USAToday: role of Korean government in Hwang-gate?

USAToday: South Korean reporters have claimed that a government science adviser knew a year ago that the ground could crumble under the work that would bring the country great fame and greater disgrace.

Of this, note that about a year ago was when the Korean government was passing a new law about egg donations (Jan 05) and that Hwang allegedly (see footnote 8 of the May 05 paper in Science) complied with the new law. But there wasn't enough time between "after the law was passed" and "when the paper was submitted [March 15, 05]" to do all the work in the March 15 paper.

I interject another thought. I suspect that the Pittsburgh fellow was concerned about more than just the ethics of the egg donations when he tried to get his name off the paper in Science.

As another wildcard, USAToday notes that Hwang has not exactly thrown in the towel:

Hwang reportedly stands by his work. "I definitely have the source technology to produce tailored embryonic stem cells," he was quoted as saying in the South Korean Buddhist newspaper Beopbo on Saturday.

"I can replicate the process any time," he said.




**Tournament model?

Brian Martinson, a research investigator who studies scientific integrity for the HealthPartners Research Foundation in Minneapolis, says the Hwang affair is the perfect example of the tournament model that operates in science.

"It's winner take all. In stem cell work right now, the first person to come in with the finding is going to get all the glory. That kind of competition adds urgency to things, and can cause people maybe not to monitor things as closely as they should," Martinson says.


I suggest that obtaining a patent is much more a tournament/foot race procedure than is publishing in Science or Nature. And, the USPTO has some safeguards built-in that are not present in scientific publishing.
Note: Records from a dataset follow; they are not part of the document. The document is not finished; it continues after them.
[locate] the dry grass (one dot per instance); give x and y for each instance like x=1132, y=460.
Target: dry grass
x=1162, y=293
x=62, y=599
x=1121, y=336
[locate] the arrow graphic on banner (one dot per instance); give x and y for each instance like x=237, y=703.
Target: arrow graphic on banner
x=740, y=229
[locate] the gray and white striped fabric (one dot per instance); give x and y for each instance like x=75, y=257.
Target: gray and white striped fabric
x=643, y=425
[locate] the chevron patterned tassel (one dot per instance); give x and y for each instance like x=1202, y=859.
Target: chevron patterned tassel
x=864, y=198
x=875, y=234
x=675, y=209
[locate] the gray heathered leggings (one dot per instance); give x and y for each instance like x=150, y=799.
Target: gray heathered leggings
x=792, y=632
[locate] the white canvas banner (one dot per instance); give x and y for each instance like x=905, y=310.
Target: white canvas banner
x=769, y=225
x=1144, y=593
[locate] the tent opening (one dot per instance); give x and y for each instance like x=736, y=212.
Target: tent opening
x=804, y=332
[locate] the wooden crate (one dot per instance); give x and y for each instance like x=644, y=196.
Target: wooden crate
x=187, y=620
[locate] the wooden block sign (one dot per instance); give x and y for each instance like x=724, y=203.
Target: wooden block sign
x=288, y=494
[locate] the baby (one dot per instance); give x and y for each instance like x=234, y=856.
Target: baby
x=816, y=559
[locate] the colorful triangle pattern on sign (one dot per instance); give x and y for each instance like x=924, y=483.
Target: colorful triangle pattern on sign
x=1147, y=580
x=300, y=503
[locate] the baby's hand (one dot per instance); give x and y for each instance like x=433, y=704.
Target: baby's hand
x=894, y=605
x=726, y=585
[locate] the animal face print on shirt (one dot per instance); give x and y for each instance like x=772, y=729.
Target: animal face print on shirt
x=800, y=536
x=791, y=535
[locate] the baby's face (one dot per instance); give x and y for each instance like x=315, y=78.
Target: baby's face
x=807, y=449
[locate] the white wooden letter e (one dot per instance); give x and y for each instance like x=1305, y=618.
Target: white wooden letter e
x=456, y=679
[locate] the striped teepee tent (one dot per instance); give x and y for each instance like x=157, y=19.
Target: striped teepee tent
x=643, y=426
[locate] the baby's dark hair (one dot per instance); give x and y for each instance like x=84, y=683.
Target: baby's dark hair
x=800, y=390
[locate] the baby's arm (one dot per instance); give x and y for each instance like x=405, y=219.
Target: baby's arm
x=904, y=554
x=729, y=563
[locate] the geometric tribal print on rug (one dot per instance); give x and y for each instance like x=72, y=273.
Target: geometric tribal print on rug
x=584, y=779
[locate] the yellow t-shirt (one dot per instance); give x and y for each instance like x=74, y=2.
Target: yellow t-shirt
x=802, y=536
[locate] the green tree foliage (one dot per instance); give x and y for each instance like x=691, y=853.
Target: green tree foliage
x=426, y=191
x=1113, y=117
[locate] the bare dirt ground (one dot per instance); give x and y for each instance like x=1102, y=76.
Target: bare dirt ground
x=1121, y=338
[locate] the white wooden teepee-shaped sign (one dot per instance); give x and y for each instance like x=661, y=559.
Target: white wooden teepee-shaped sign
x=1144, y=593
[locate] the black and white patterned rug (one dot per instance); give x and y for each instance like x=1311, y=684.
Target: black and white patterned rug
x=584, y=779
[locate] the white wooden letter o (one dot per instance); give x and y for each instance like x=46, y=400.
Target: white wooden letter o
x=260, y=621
There is a lurking issue as to both patents and publications with respect to the impact of a widely heralded, but false, assertion on later work in the field. There is a little taste of this in discussion of Jan-Hendrik Schon, post-fraud, as mentioned earlier on IPBiz. There is a different issue with the Exxon/Rice work on C60 (buckyball), wherein the first workers (Exxon) made the compound but didn't recognize the structure. As I have discussed, the winner of the foot race on buckyballs could have been different between the scientific publication world and the patent world.